Lucas said she loves being a mom of boys because it allows her to show them what women are capable of while teaching them that they can do or be whatever they aspire to.
With her students, Lucas said she often hears them say they are unsure of what they want to do after graduation.
“It’s OK to say, ‘Well, I don’t really know, but this is the next right thing for me.’”
This was advice that Lucas first received when she was a young mother. It encouraged her to follow her own timeline rather than societal expectations for women.
“You really can do it all,” Lucas said. “But you don’t have to feel the pressure to do it all at once.”
Delta Gamma, generous, fun
A working woman since she graduated Pepperdine in 1998, accounting regulator Amy Doran said she has always been the bigger ‘breadwinner’ of the household — making her part of the 37% of women who out-earn their partners, according to Refinery29.
Doran found her way back to the university around 2009, when her husband Chris Doran, a religion professor, started teaching. At that same time, Doran began her role as the advisory team chair for Delta Gamma (DG), the same sorority she founded at Pepperdine during her college years. She served in this role until 2019, when she became a regional adviser for DG.
“Those were my girls; those were [Chris Doran’s] girls — his students,” Doran said. “They are the ones that we have poured ourselves into, and there are relationships that we have been able to make because we don’t have kids. DG has been this huge piece of my soul.”
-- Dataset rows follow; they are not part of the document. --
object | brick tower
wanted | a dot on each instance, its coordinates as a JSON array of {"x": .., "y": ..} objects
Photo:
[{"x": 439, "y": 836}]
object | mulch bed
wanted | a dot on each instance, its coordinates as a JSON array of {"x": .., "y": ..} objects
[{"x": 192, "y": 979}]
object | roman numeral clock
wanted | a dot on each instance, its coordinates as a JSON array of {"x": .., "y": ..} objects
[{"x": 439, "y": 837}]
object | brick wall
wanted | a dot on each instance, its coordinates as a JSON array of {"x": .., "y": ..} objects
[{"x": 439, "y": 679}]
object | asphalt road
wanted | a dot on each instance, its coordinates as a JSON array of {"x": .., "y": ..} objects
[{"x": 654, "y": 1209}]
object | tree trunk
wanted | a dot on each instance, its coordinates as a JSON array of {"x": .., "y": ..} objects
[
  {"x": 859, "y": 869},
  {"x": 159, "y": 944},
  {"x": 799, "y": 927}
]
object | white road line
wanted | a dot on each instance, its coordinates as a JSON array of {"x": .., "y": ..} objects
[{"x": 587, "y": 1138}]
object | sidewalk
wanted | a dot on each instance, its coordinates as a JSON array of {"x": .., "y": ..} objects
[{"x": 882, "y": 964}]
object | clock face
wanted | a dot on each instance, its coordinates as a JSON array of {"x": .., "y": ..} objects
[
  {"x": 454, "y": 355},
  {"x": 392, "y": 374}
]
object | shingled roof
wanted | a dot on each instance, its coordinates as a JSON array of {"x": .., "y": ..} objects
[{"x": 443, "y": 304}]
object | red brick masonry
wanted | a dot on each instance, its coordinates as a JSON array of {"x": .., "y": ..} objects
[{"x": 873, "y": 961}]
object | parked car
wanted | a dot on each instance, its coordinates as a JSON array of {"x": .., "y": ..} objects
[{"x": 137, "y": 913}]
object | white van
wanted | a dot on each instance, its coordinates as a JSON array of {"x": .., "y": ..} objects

As the couple’s relationship matured, the two realized that having their own children was not something they wanted. Yet, Doran’s career, DG leadership and personal happiness do not stop others from pestering her about children.
“People will say, ‘Oh, but you don’t know how much [children] complete you,’” Doran said. “I am not incomplete. I am not lacking for love.”
As a woman who has overcome certain prejudices, Doran said individuals should not let others influence their path.
“Just work hard and be who you are,” Doran said. “I am happier being who I am than I am trying to be who somebody thinks I should be.”